The difficulties that come with being an orphan in the dating world do not end on the first date. The first date is simply when they start.
Once you have gotten past the initial awkwardness that comes with informing them your parents have passed on, numerous other painful realities present themselves as you imagine a conceivable future with whoever you may ultimately end up with. My potential partner will never meet my parents. My parents will never tell me they approve of the partner I chose. They will not attend my wedding. They will not meet my children.

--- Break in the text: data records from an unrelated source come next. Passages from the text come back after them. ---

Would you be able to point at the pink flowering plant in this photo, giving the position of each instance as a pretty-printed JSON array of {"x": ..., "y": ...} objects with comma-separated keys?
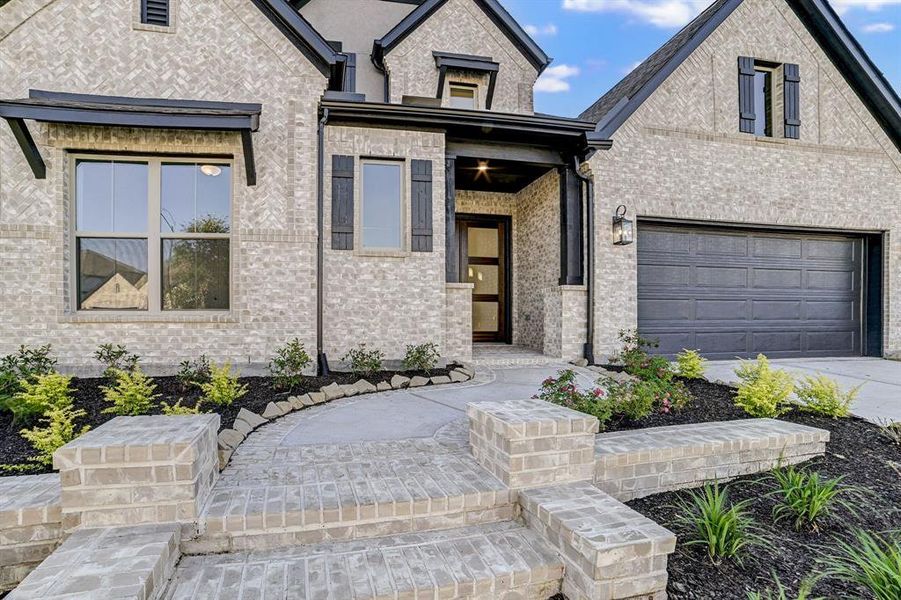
[{"x": 563, "y": 390}]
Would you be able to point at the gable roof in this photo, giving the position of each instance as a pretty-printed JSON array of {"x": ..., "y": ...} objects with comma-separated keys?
[
  {"x": 304, "y": 37},
  {"x": 612, "y": 109},
  {"x": 492, "y": 8}
]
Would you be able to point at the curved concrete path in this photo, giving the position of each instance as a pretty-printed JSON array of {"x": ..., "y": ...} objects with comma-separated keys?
[{"x": 418, "y": 412}]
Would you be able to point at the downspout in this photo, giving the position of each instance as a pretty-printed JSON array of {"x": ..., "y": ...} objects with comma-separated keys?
[
  {"x": 321, "y": 359},
  {"x": 588, "y": 349}
]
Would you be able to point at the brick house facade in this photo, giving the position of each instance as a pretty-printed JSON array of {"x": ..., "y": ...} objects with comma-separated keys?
[{"x": 677, "y": 160}]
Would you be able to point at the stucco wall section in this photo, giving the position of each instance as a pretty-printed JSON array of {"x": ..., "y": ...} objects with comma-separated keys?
[
  {"x": 224, "y": 50},
  {"x": 385, "y": 301},
  {"x": 460, "y": 26},
  {"x": 680, "y": 156}
]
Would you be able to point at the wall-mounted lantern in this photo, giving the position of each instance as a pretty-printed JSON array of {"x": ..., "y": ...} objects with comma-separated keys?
[{"x": 623, "y": 232}]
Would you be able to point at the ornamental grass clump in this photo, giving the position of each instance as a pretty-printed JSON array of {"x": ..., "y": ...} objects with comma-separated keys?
[
  {"x": 724, "y": 528},
  {"x": 871, "y": 561},
  {"x": 806, "y": 498},
  {"x": 690, "y": 364},
  {"x": 223, "y": 388},
  {"x": 363, "y": 362},
  {"x": 562, "y": 390},
  {"x": 763, "y": 391},
  {"x": 131, "y": 393},
  {"x": 823, "y": 396}
]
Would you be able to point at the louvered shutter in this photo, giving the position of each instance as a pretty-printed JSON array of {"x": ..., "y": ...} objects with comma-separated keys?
[
  {"x": 342, "y": 202},
  {"x": 422, "y": 205},
  {"x": 746, "y": 116},
  {"x": 792, "y": 89},
  {"x": 155, "y": 12},
  {"x": 350, "y": 73}
]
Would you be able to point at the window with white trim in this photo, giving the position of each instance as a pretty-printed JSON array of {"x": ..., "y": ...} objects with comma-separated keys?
[
  {"x": 152, "y": 234},
  {"x": 381, "y": 204}
]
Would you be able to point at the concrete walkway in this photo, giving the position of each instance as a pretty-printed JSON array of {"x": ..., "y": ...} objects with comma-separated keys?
[
  {"x": 878, "y": 398},
  {"x": 418, "y": 412}
]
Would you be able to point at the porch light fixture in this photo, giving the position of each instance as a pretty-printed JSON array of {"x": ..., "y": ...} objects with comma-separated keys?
[{"x": 623, "y": 232}]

Somewhere down the line, you have to meet their parents. It is, after all, a rite of passage in every relationship. I have yet to encounter anyone dense enough not to warn their parents of my situation, but I can imagine it happens, and you always imagine it will. It’s not easy to ask someone if they essentially told their parents to walk on egg shells for you.
Invariably, I find mothers tend to look at me as a wounded animal when they learn my history. Perhaps because of our societal constructs, fathers tend to stay silent about the matter. I have had mothers of girlfriends tell me, as if divulging state secrets, that they can be my mother too. Ignoring the incestuous connotations this offer implies, I try to make them feel better by behaving like a willing adoptee.
You sometimes resent your partner when they take their parents for granted. They will complain to you about trivial things their parents did or said, and you are unable to empathize. You think about what you would give to be having an argument with your mother or father. This can cause you to be callous when they vent about these things.
During my last relationship, my girlfriend learned her mother needed to get a hysterectomy, because she had developed some kind of medical issue. At first she was worried. She texted me that the surgery was taking longer than it was supposed to. She was afraid of losing her mother. Her concern for her mother didn’t last once the surgery was complete.
The first day of her mother’s recovery, she was texting me that her mother was rude and demanding. She said she was just going to leave, even though her mother needed her help. I told her she was being a bad daughter. She clearly didn’t appreciate that, but she bit her tongue, because she knew we were in dangerous territory.
Later in the relationship, the person you’re dating tends to want to know more about your parents. What were they like? I wish I could have met them. They sound amazing. Sharing these stories does bring you closer. It feels like you’re telling them a secret. You get so used to avoiding the subject of your parents, except when around close friends, that you sometimes revel in the chance to talk about them. It is, however, a matter of timing. You develop a hard shell around the topic that is not always easy to crack.
It’s not fair that your partner has to deal with this obstacle course, and it’s not fair you have to deal with it, either. You learn to live with this injustice. You learn to be more forgiving of those who navigate the course sloppily, and you learn to have fewer feelings about it all. Your parents are dead. It’s never going to change. They’re gone for good, and all that matters is how you handle it and what you take from when they were around.